In realtà, la periodizzazione trova un senso storico e politico se andiamo al cuore dei processi politici ed economici che segnano il susseguirsi degli eventi, e scopriamo che se nella cosiddetta prima repubblica a farla da padrone è stata la mediazione partitica e sindacale, spia di una più generale attitudine alla mediazione sociale, nella seconda questa progressivamente viene meno, per annullarsi definitivamente nella terza, saturata dal populismo, solo ed unico vettore legittimante del discorso politico.

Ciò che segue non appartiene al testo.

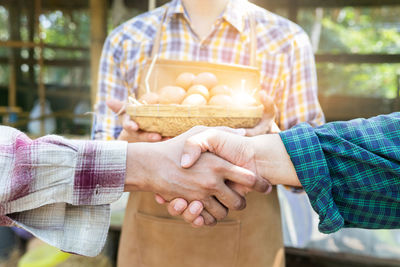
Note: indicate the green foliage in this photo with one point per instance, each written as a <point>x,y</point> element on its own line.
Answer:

Di più, se nella prima fase della storia repubblicana il ventaglio delle opzioni ideologico-politiche era ampio e in grado di soddisfare ogni gusto politico e tendenza culturale, dal liberalismo ottocentesco di stampo crociano al leninismo gramscista depurato dagli eccessi “asiatici”, passando per il cattolicesimo democratico e il socialismo riformista, nella seconda il crollo delle possibilità politiche è verticale e repentino, ogni istanza che marcava la differenza socioeconomica è annullata in favore di una monopolitica economica di stampo liberista debitrice del Washington Consensus, con al massimo la possibilità di cambiare gli attori dello spartito che doveva rimanere unico, ai quali viene concesso di discutere al massimo dei dettagli del sistema, ma non certo il sistema in quanto tale.

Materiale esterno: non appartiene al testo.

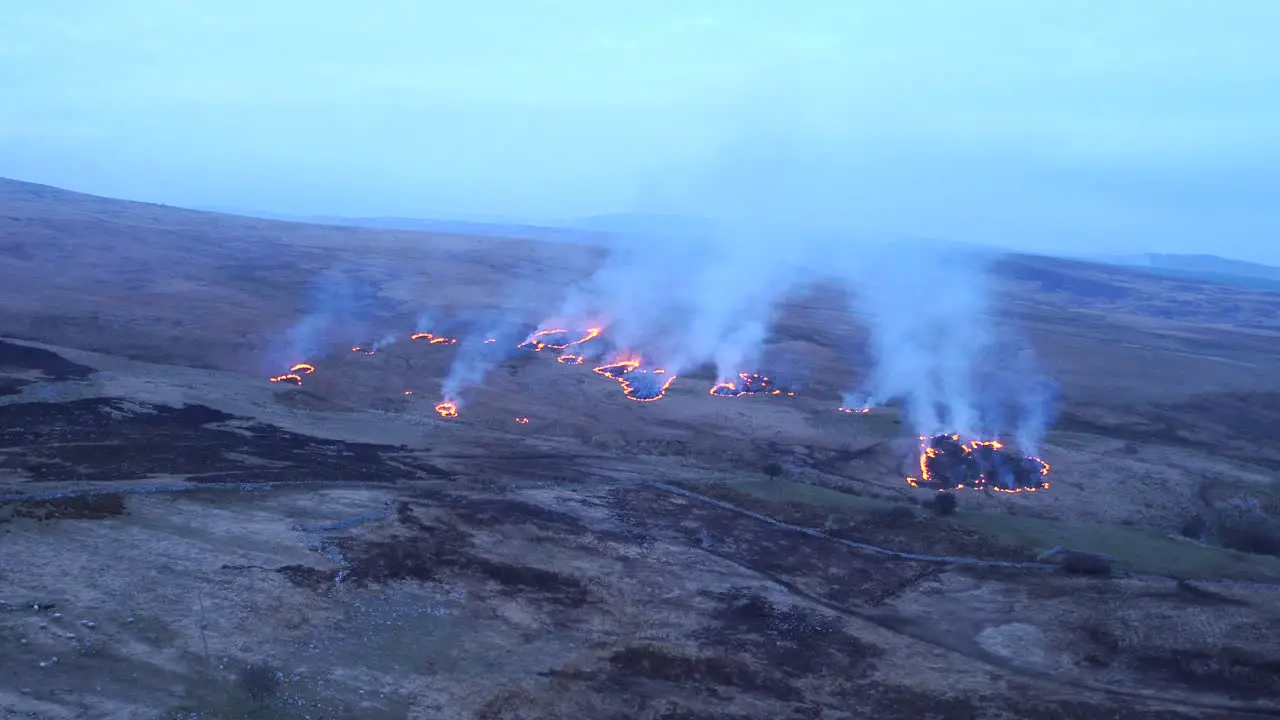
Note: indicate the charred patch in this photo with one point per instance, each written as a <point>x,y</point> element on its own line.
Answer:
<point>503,511</point>
<point>563,589</point>
<point>110,440</point>
<point>14,356</point>
<point>306,577</point>
<point>658,664</point>
<point>794,641</point>
<point>1226,671</point>
<point>421,555</point>
<point>13,386</point>
<point>96,506</point>
<point>426,551</point>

In definitiva, dal conflitto tra ideologie all’ideologia dell’assenza di ogni conflitto, la lotta di classe non esiste più, al massimo si consente la collaborazione tra le classi, in verità mascheramento ideologico di rara potenza che occulta la realtà del dominio della classe dei capitalisti su tutto il resto della società: l’1% contro il 99%.

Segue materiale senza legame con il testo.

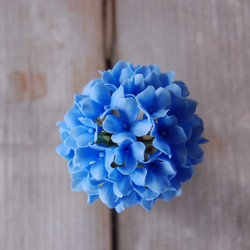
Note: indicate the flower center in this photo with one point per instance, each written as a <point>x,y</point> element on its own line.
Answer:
<point>164,133</point>
<point>91,131</point>
<point>101,154</point>
<point>125,125</point>
<point>127,151</point>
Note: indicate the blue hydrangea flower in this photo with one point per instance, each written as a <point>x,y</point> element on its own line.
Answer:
<point>132,137</point>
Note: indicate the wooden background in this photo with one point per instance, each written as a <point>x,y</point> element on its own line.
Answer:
<point>50,49</point>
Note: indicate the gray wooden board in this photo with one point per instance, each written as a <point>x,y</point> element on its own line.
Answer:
<point>207,43</point>
<point>48,51</point>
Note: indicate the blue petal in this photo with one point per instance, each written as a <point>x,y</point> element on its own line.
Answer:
<point>100,94</point>
<point>155,68</point>
<point>124,185</point>
<point>175,184</point>
<point>150,195</point>
<point>116,97</point>
<point>77,100</point>
<point>147,97</point>
<point>162,145</point>
<point>168,195</point>
<point>157,182</point>
<point>87,122</point>
<point>114,175</point>
<point>92,198</point>
<point>167,78</point>
<point>137,150</point>
<point>84,140</point>
<point>130,163</point>
<point>176,135</point>
<point>139,176</point>
<point>119,156</point>
<point>125,75</point>
<point>128,109</point>
<point>89,186</point>
<point>130,200</point>
<point>76,184</point>
<point>121,137</point>
<point>167,122</point>
<point>85,156</point>
<point>91,109</point>
<point>119,208</point>
<point>98,170</point>
<point>153,80</point>
<point>140,127</point>
<point>113,124</point>
<point>143,70</point>
<point>194,152</point>
<point>147,204</point>
<point>70,142</point>
<point>71,118</point>
<point>116,71</point>
<point>163,98</point>
<point>106,193</point>
<point>128,87</point>
<point>184,89</point>
<point>139,83</point>
<point>166,168</point>
<point>79,130</point>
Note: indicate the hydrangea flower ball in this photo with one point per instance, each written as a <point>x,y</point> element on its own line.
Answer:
<point>132,137</point>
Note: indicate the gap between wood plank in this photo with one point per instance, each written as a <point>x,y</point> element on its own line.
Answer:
<point>108,16</point>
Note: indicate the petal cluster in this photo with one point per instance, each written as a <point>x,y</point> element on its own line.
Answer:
<point>132,137</point>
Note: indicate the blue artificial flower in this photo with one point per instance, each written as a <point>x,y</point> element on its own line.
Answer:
<point>132,137</point>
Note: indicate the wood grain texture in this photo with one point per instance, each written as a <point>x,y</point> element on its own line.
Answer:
<point>207,43</point>
<point>48,51</point>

Il tutto da una parte ottiene una larga ricezione anche nella Terza Repubblica, mancando soggetti politici realmente alternativi e portatori di istanze diverse, dall’altra vede una confusa e a tratti sterile rilettura critica da parte del Movimento Cinquestelle, che assorbe e ingloba pezzi di dissenso al dominio liberista spesso inconsapevoli, senza una lingua politica adeguata ad esprimere le disfunzionalità delle logiche dell’accumulazione digitale, ma che comunque anche con immaturità e faciloneria esprimono una non totale aderenza alla modellistica neoliberale.
Questo prorompere sulla scena del grillismo di massa rompe il monopolio a due tra il centrodesta e il centrosinistra che si dividono le spoglie della prima repubblica, che hanno anche visioni etiche e radicamenti sociali differenti, ma parlano lo stesso linguaggio in economia. Anzi, sui vincoli di bilancio e sulle logiche austeritarie forse il centrosinistra pecca di un eccessivo zelo in omaggio al sergente di ferro brussellese.
In conclusione, possiamo parlare di una sorta di scala che è ritmata da un grado massimo di scelta opzionale, la prima repubblica, che vede una dura guerra ideologica per il controllo del senso comune del paese, fino ad arrivare ad un grado zero quale la fase attuale, la terza, che vede la morte di ogni opzione sull’altare del mantra che si condensa nell’acronimo T.I.N.A., se non fosse per la confusa azione pentastellata, passando per la seconda che presentava ancora dei caratteri di opposizione sistemica, per quanto indeboliti e residuali. La discussione è ancora aperta e in corso, e forse la crisi che si è aperta con la caduta del Gabinetto Conte Secondo ci dirà qualcosa di più sui caratteri strutturali di questa terza fase della nostra esperienza repubblicana.